Bringing children together in Jordan

In a small building tucked into a back street in downtown Irbid, Jordan, World Vision is helping to bridge the gap between Syrian refugee children and vulnerable kids in Jordan.

It’s a sunny Monday morning in the northern Jordanian city of Irbid, located just 15 kilometres from the Syrian border. At a community centre in the downtown core, a group of children are drawing maps that feature scenes of their neighbourhood, while in another room, younger children delight in playing with toys and putting magnetic letters up onto a small blackboard under the watchful eye of a social worker.

This could be a typical scene at a day care centre in almost any part of the world. But here in Jordan, where the conflict in Syria has brought more than 600,000 refugees into the country, the youngsters taking part in these activities represent an effort by World Vision to help bring together children from two very different realities. At this Child-friendly Space (CFS), Syrian refugee children play, laugh and learn together with Jordanian kids from the local community. 

The day care centre is a place where children from Syria and Jordan can play together, and learn more about each other. 

The program is operated by World Vision and its local partner, the Family/Childhood Protection Society of Irbid. Funded by the Government of Canada, the CFS operates six days per week and serves approximately 200 children from both sides of the border. About 70 percent of the children taking part are Syrian refugees, while the remaining 30 percent are Jordanian.

The Society’s executive director, Fadi Dawagreh, says the joint program has been operating since March and there have been few problems in mixing the two groups of children.
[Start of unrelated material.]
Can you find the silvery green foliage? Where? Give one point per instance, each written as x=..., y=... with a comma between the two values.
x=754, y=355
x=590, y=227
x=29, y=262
He points out that some of the younger Syrian refugees have been in Jordan for up to three years already, and have only limited memories of their homeland.

The situation for older refugee children can be more difficult, and Dawagreh says many of these kids prefer to come to the CFS, rather than to go to local schools, because they don’t feel intimidated by their lack of knowledge of the Jordanian curriculum. For those who are facing more serious psychological problems, the Society’s staff has received training to identify symptoms of potential illness and to refer the children to appropriate agencies for help.

Looking at the children laughing and playing together, it’s virtually impossible to tell the Syrian and Jordanian children apart. Dawagreh says his group has worked hard to include vulnerable Jordanian children, as well as their Syrian counterparts, to help ease tensions in the local community. As the number of Syrian refugees in Jordan has risen dramatically since 2011, pressures have been building in host communities as competition for housing, medical care and school space continue to grow.

As for the future, the current group of children will be able to take advantage of the facilities and services of the CFS in Irbid until late July, when a new group of 200 Jordanian and Syrian children will take their places. This helps maximise the number of vulnerable children who receive support, and it’s hoped that more Jordanian and Syrian children can be brought into similar programs at World Vision CFSs in other host communities in Jordan.